A series of double-clicks and pops came in acknowledgment, but nothing else. Chatter was discouraged, communications discipline strict. Alpha Team spread out, with one more thing to think about. Nobody wanted to kill kids.

***

Daniel’s next awakening was brief. He heard the door open, saw the barrel of some kind of gun pointed his way, heard a hiss and felt the sting of a dart. It was a blessed relief from the twisting in his belly and the pain that ran through his starving body.

He came around in a different environment completely, an IV in his arm and a feeling of well-being coursing through his veins. He lifted his left hand. It looked thin, but not skeletal anymore. They must have fed me through the IV, or maybe stuck a feeding tube down my throat while I was sedated.

This place looked more like a hospital room, though he noticed locked restraints on his legs. He also felt heavy, tired and a bit euphoric. Probably valium or some other kind of drug to keep him under control. It didn’t matter. It was out of his hands now. He had to just hope and pray that others could execute his plan. It was hard to be optimistic right now. He wondered how Elise and the rest were doing.

***

Thirty-five minutes later, the major in charge of the Delta squadron reported the bunker was clear. “No one at all secured, though, sir,” he said to Jenkins, who slammed his console in frustration.

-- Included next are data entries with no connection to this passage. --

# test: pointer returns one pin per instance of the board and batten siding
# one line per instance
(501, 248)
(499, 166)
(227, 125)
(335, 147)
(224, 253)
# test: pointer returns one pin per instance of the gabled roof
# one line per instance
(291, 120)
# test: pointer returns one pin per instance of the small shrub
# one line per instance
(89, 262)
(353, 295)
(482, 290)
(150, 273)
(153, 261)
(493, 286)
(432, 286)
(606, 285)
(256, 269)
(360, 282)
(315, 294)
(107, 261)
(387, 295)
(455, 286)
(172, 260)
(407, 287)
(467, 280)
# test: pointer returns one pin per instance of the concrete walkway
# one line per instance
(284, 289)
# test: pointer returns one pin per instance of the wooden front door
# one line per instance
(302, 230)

“Drive us in there, now. I want to see this place. And tell the intel people to get in there immediately and start figuring out where they went!”

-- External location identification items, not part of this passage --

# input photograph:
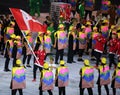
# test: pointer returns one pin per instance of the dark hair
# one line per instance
(51, 58)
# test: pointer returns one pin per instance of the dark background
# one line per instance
(22, 4)
(6, 4)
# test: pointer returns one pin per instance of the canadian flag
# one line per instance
(27, 22)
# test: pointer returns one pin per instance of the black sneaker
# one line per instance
(69, 62)
(7, 70)
(28, 66)
(80, 59)
(93, 59)
(74, 62)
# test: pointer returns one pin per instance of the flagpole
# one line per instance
(31, 49)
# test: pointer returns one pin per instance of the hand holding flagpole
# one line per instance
(31, 49)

The command truck lurched into motion, joining the convoy of military and government vehicles rolling into the complex. The cavern soon filled up with two dozen Humvees, trucks, vans, and Suburbans, parked haphazardly among the old five-ton trucks and ancient jeeps. Men in combat fatigues mingled with groups in biohazard suits. There were reports of a laboratory, and they were taking no chances.

As the last of the vehicles passed through the inner tunnel archway, they felt a shock go through the mountainside. A rolling wave of dust flowed out of the big tube, chasing the trucks, and the people inside moved en masse toward the personnel doors away from the cloud.

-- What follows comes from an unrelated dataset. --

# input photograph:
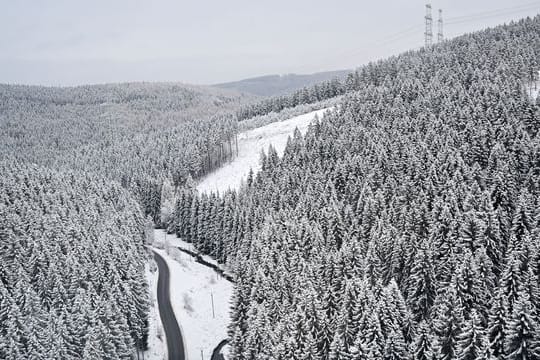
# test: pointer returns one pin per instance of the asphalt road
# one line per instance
(172, 330)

“Don’t worry, the virus won’t let them kill us,” Jenkins said with a confidence he didn’t really feel.

“Not on purpose,” muttered one of the techs.

The executive stepped onto the back bumper of the command vehicle, looking around at the confusion. It quickly sorted itself out without his intervention. These people were professionals, and as soon as it was clear that the roof wasn’t coming down, they kept on with their business.

Two minutes later, smoking a cigarette inside the nearest bunker office, Jenkins heard a series of smaller blasts. Immediately, the overhead sprinkler system burst forth with a fine rain of water.

“Oh, come on.” He looked at his soaked cigarette, then threw it down. “Somebody get that turned off! We can’t work in this!” He ran back to the command vehicle, taking off his suit coat and grabbing some paper towels, drying off. “At least it will settle the dust.”

He ran the sopping towels over his face, and then froze, staring at the soggy mess in his hand like it was a snake getting ready to bite. “No…” he whispered, as he smelled the slightly sweet cloying odor that he recognized from the laboratory of INS, Inc. The odor of the virus breeder gel, generated by the decomposing unicellular organisms the Eden Plague used to reproduce.

Jenkins slumped in the contoured seat. It was too late. There was no way he could get out – no way he could avoid the infection. There was only one thing he could do, and he had to do it right now, while his mind was still his own.

Before his resolve failed.

“Major, I need to see you in the command vehicle.”

The Delta commander trotted up, wiping liquid off his face. “Sorry, sir. I was looking at this.” He held up a box full of papers.

“Come in, Major. Shut the door. You guys, take a break. Go to the john or something.” The other three men left, giving them privacy. “What is that?”